Wamendag Tegaskan Kripto Bukan Mata Uang tapi Komoditas yang Diperdagangkan
Ia menambahkan, tidak ada selain rupiah yang bisa dijadikan alat pembayaran, dan ketika kripto ditetapkan sebagai komoditas maka yang mengatur adalah Kementerian Perdagangan.
"Banyak komoditas di Indonesia yang diatur, mulai dari bahan pokok penting sampai digital diperdagangkan, mulai dari minyak goreng sampai kripto diperdagangkan," katanya.
Bahwa kripto bukan alat bayar, sambungnya, karena itu ketika kripto bukan alat bayar maka penyebutan bukan crypto currency, maka menjadi crypto asset. Sebagai aset, kripto bisa menjadi sumber pendapatan baru namun tetap harus dalam koridor pengawasan yang ketat. "Kripto bisa jadi kompetensi di Indonesia," katanya.

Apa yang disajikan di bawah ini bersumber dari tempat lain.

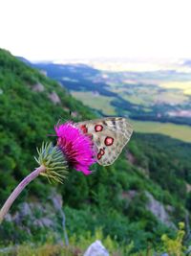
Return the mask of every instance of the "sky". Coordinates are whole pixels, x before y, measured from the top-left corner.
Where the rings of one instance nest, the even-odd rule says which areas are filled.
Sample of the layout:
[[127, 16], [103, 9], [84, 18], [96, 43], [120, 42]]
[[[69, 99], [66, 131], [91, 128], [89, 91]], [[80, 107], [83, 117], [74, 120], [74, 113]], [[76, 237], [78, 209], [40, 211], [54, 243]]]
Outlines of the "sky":
[[0, 0], [0, 48], [30, 60], [191, 58], [191, 0]]

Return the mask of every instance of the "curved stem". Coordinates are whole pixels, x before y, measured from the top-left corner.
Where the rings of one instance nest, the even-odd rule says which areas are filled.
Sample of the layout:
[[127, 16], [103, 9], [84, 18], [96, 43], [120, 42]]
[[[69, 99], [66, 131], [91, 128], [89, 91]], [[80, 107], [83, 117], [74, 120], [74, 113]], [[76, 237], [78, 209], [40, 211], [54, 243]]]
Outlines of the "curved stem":
[[16, 199], [16, 198], [20, 195], [20, 193], [24, 190], [24, 188], [36, 176], [39, 175], [40, 173], [43, 173], [46, 171], [46, 167], [44, 165], [41, 165], [37, 169], [35, 169], [32, 173], [31, 173], [28, 176], [26, 176], [19, 184], [18, 186], [12, 191], [12, 193], [8, 198], [7, 201], [4, 203], [3, 207], [0, 210], [0, 223], [3, 221], [3, 219], [5, 215], [10, 210], [10, 207], [12, 205], [13, 201]]

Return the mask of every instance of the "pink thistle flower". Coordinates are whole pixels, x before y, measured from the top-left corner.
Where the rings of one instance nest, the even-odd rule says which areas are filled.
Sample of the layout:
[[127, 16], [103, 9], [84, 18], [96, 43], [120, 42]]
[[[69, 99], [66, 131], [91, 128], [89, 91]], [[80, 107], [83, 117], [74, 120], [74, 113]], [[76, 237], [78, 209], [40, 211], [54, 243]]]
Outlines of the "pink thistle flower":
[[74, 126], [72, 122], [55, 127], [57, 146], [66, 159], [76, 171], [88, 175], [90, 166], [96, 162], [92, 140]]

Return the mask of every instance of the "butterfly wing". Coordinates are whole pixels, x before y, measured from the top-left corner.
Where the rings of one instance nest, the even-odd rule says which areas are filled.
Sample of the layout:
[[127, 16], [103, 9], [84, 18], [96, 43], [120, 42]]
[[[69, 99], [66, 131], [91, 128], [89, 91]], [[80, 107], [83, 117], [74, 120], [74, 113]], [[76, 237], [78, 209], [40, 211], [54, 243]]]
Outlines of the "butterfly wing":
[[92, 137], [96, 161], [103, 166], [115, 162], [133, 133], [132, 126], [122, 117], [84, 121], [76, 126]]

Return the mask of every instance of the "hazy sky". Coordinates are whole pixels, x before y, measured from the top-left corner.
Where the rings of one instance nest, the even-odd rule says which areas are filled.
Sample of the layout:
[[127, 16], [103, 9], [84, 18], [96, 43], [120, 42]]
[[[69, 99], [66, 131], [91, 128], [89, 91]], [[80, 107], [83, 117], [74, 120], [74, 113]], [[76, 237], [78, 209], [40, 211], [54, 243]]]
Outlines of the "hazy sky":
[[191, 0], [0, 0], [0, 48], [31, 60], [191, 58]]

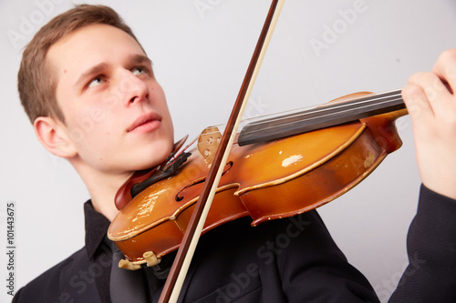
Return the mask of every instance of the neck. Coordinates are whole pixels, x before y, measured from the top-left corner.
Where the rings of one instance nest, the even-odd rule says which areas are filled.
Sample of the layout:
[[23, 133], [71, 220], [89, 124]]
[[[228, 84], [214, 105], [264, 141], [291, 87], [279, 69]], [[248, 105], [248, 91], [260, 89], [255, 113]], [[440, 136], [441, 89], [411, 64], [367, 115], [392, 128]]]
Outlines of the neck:
[[91, 167], [78, 165], [78, 160], [70, 160], [86, 185], [93, 207], [112, 221], [119, 213], [114, 198], [119, 188], [129, 179], [130, 174], [109, 174], [94, 171]]
[[401, 91], [381, 94], [352, 94], [325, 106], [263, 119], [246, 125], [239, 136], [239, 146], [279, 139], [376, 115], [405, 108]]

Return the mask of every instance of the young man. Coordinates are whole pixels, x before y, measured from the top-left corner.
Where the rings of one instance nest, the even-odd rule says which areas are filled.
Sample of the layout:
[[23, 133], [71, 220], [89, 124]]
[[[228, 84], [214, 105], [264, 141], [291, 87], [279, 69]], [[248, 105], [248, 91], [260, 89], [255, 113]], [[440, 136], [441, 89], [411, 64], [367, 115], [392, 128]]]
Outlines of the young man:
[[[451, 60], [455, 66], [455, 58], [454, 52], [445, 53], [433, 74], [415, 76], [404, 91], [410, 109], [416, 106], [410, 115], [419, 125], [415, 127], [419, 163], [429, 188], [423, 187], [427, 194], [422, 199], [450, 204], [453, 209], [445, 210], [449, 216], [451, 211], [456, 214], [456, 206], [451, 205], [456, 203], [451, 200], [456, 198], [456, 176], [451, 169], [456, 167], [456, 148], [451, 144], [456, 136], [440, 118], [434, 120], [432, 115], [437, 113], [430, 109], [434, 103], [422, 106], [428, 105], [422, 91], [433, 87], [439, 76], [446, 78], [448, 89], [441, 83], [437, 86], [442, 96], [438, 95], [439, 100], [445, 102], [435, 104], [450, 107], [456, 116], [455, 100], [449, 92], [456, 83], [442, 68]], [[130, 272], [140, 288], [131, 296], [141, 296], [128, 297], [124, 284], [113, 286], [116, 269], [111, 269], [113, 254], [106, 238], [118, 212], [113, 201], [119, 187], [134, 171], [161, 163], [172, 148], [172, 123], [150, 60], [114, 11], [79, 5], [36, 35], [24, 52], [18, 78], [21, 101], [38, 140], [71, 163], [87, 185], [90, 200], [84, 206], [86, 246], [20, 289], [14, 302], [157, 301], [174, 255], [164, 258], [158, 267]], [[445, 108], [440, 111], [451, 117]], [[96, 123], [90, 132], [83, 133], [78, 122], [87, 118]], [[425, 121], [430, 130], [423, 129], [420, 119], [431, 120]], [[444, 121], [451, 123], [450, 118]], [[446, 133], [441, 136], [430, 133], [438, 127]], [[431, 145], [427, 143], [430, 139]], [[433, 153], [445, 157], [446, 165]], [[450, 160], [453, 162], [449, 164]], [[446, 184], [438, 181], [442, 172], [448, 175]], [[278, 248], [275, 241], [280, 235], [286, 235], [287, 245]], [[94, 278], [87, 276], [89, 271], [95, 273]], [[399, 288], [396, 296], [411, 289], [408, 284], [411, 279], [407, 278], [404, 290]], [[200, 240], [180, 300], [378, 301], [367, 279], [347, 262], [316, 211], [255, 228], [248, 219], [238, 219], [207, 233]]]

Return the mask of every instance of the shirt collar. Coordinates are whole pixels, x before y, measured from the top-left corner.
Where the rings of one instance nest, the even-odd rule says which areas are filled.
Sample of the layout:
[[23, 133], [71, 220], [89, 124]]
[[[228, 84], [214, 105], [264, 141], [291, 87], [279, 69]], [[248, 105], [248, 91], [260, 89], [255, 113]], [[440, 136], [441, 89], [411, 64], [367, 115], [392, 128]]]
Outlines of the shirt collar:
[[103, 242], [109, 220], [93, 208], [92, 201], [84, 204], [84, 217], [86, 220], [86, 252], [89, 259], [93, 259], [95, 253]]

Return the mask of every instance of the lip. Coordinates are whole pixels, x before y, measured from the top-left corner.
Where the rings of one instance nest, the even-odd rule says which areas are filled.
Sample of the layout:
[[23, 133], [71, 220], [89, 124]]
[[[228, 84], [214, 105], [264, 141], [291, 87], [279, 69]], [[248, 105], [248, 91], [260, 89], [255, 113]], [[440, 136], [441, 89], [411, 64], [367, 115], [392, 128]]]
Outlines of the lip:
[[157, 113], [150, 112], [140, 116], [130, 126], [127, 128], [127, 132], [132, 131], [150, 131], [158, 126], [161, 121], [161, 116]]

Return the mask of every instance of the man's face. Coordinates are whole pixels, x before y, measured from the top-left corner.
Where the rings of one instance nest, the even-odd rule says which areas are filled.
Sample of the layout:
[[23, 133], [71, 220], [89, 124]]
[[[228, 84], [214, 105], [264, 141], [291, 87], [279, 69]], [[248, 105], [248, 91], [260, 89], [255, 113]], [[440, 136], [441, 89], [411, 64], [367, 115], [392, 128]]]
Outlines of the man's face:
[[171, 118], [151, 63], [127, 33], [78, 29], [47, 54], [65, 132], [85, 166], [122, 174], [160, 164], [173, 143]]

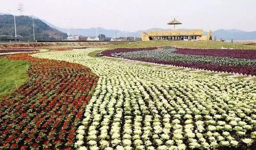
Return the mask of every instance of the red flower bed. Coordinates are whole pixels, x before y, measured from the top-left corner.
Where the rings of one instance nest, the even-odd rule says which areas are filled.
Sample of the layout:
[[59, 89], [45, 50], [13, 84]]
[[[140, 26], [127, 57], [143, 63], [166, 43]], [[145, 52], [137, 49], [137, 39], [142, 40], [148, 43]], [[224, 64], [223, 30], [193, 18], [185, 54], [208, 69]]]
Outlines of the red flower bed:
[[255, 50], [179, 48], [173, 53], [186, 55], [256, 59], [256, 50]]
[[13, 52], [30, 52], [39, 51], [38, 49], [0, 49], [0, 53], [7, 53]]
[[242, 73], [244, 75], [256, 75], [256, 67], [250, 66], [228, 66], [225, 65], [218, 65], [213, 64], [197, 63], [190, 62], [172, 62], [168, 61], [158, 61], [156, 60], [144, 60], [140, 59], [134, 59], [139, 61], [145, 62], [153, 62], [160, 64], [164, 64], [175, 65], [178, 66], [182, 66], [185, 67], [193, 68], [208, 70], [217, 71], [224, 71], [233, 73]]
[[111, 50], [106, 50], [102, 52], [100, 54], [103, 54], [106, 56], [111, 57], [111, 54], [113, 53], [126, 53], [137, 51], [147, 51], [156, 49], [156, 47], [141, 48], [116, 48]]
[[98, 77], [78, 64], [7, 57], [31, 67], [28, 83], [0, 100], [0, 149], [71, 149]]

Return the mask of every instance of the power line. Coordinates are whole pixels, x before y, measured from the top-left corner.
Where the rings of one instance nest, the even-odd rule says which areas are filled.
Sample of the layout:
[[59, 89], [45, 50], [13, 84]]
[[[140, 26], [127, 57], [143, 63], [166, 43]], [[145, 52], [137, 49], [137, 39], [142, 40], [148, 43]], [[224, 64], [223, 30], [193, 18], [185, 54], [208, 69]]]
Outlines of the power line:
[[23, 15], [23, 12], [24, 11], [24, 5], [23, 3], [18, 3], [18, 9], [20, 11], [20, 16]]
[[117, 13], [115, 13], [114, 12], [113, 12], [112, 11], [109, 11], [108, 10], [106, 9], [105, 9], [104, 8], [103, 8], [101, 7], [100, 7], [100, 6], [99, 6], [99, 5], [96, 5], [96, 4], [93, 4], [93, 3], [91, 3], [91, 2], [89, 2], [89, 1], [87, 1], [87, 0], [82, 0], [83, 1], [84, 1], [84, 2], [87, 2], [88, 3], [90, 3], [90, 4], [91, 4], [92, 5], [95, 5], [97, 7], [98, 7], [98, 8], [100, 8], [100, 9], [102, 9], [103, 10], [104, 10], [105, 11], [107, 11], [108, 12], [109, 12], [112, 13], [113, 14], [114, 14], [115, 15], [116, 15], [117, 16], [118, 16], [119, 17], [122, 17], [122, 18], [125, 18], [125, 19], [128, 19], [128, 20], [130, 20], [130, 21], [133, 21], [132, 20], [132, 19], [129, 19], [129, 18], [127, 18], [127, 17], [124, 17], [124, 16], [121, 16], [121, 15], [119, 15], [119, 14], [118, 14]]
[[134, 7], [133, 7], [131, 5], [127, 3], [124, 0], [120, 0], [120, 1], [121, 1], [124, 4], [126, 4], [126, 5], [127, 5], [128, 6], [132, 8], [132, 9], [133, 9], [137, 11], [138, 12], [139, 12], [139, 13], [140, 14], [140, 15], [143, 16], [145, 17], [146, 17], [146, 18], [149, 18], [148, 16], [147, 15], [145, 15], [144, 14], [143, 14], [143, 13], [141, 13], [137, 9], [136, 9]]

Caranya, sambung Jerry, harus dimobilisasi, harus mengatur dan membentuk ekosistem yang baik, membantu regulasi yang baik, karenanya kita sering lakukan rapat atau meeting dengan banyak stakeholder.
Mengenai alasan perlunya diatur, Jerry menyebutkan, nilai perdagangan yang fantastis menjadi sebab kenapa crypto aset perlu ada payung hukum untuk melindungi semua pihak. "Bagaimana ini dimajukan melalui sosialisasi, karena banyak yang belum tahu 100 persen potensi dari kripto ini," katanya.